Но если уступит настояниям и не вернется, если жертва без изъяна уже сожжена, а милости нет как нет, – кто развеет подводные сумерки, восстановит череду незапамятных дней? Кого изберем на смену, проводить прочь подступивший хаос?
«Тебя!» – отвечала тысячеустая толпа Катулу.
VI
Вначале ночь невелика, потому что внутри она пуста и бездыханна; если что и существует местами – северный ветер, куст шиповника, осипшая за сумерки собака, – то лишь вкрадчиво, почти прозрачно, чтобы не мешать отсутствию всего остального. Просто серебряная паутина в остром стыке трех плоскостей, но дальше они теряются и редеют, тьма всюду самотождественна, и размечать ее бесполезно – она проницает или вязнет, где свету, когда он жив, дано упереться.

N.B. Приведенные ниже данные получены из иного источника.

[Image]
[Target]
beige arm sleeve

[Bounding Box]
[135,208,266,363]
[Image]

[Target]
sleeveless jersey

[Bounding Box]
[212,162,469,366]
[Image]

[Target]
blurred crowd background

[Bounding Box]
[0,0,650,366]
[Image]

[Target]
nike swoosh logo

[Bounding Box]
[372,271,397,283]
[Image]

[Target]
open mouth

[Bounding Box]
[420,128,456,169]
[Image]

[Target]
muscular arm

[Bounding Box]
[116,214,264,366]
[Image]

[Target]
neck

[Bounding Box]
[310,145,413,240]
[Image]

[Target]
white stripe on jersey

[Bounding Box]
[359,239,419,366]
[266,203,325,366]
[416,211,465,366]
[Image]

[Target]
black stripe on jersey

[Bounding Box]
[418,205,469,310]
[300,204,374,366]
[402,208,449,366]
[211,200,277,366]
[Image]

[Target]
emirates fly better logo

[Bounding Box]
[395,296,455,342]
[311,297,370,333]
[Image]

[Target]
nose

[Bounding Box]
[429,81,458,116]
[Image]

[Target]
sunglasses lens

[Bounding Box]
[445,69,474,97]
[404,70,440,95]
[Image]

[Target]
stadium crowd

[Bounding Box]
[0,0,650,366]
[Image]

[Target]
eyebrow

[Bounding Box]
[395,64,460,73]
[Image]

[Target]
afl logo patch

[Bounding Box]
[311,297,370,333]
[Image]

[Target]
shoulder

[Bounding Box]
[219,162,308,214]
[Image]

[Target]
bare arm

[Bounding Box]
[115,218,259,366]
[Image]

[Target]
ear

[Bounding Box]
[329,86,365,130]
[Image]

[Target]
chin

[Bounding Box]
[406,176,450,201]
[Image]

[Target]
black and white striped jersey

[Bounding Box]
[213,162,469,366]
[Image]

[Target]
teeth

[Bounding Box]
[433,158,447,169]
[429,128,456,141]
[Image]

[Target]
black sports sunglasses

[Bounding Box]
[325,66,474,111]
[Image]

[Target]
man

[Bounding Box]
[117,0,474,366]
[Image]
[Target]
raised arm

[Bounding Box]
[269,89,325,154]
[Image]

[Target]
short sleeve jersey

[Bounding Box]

Но вот пустота раздвигается, исподволь настает время, хотя неизвестно, из чего оно выбирает веху отсчета; серебро по тонкой вертикали проливается наземь, на розовые саженцы зари. Перечень огня и камня становится протяженностью, в юго-западных песках мироустройства мерцает ступня, бьет родником под бледной звездной россыпью, протекая к устью бытия, подает весть с периметра утреннего тела. Но тут спохватываешься: ведь ноги нет в помине, одна привычка – легионный лекарь давно оттяпал за непригодностью и, показав бурый срез, брезгливо сунул в ведро, пока ты управлялся с воплем, хлещущим, как плотная блевотина, сквозь стиснутые зубы. Теперь попробовать с севера, с верха, разогнать высохшей жесткой кровью немоту предплечья и ключицы, изнутри прикоснуться мыслью к корням волос. Все тщетно – ты не тот, которому предстоит проснуться, это не сон: вонючая порча, не насытясь искромсанной голенью, вскоре прибыла под сердце, и свет иссяк на плешивой лазаретной шкуре. Кругом тишина и щебень; утро робко пробует и никогда не наступает.
Сколько нас ни развелось на сочном выпасе, всегда рискуешь оказаться в числе исключенных, потому что их прибывает быстрее, уже вычеркнутых примеров существования. Оттого на водопое разводишь зрачки в стороны и шумно фыркаешь, чтобы в сглаженной ряби не сложилось выражение чужого черепа – своего никогда не бывает. Пусть хоть сам Александр высасывает досуха отмеренный поток истории, ему никогда не растворить на рассвете липкие веки римского школяра. Живой окликает живого через головы сотен усопших – гордая награда, невыразимое одиночество.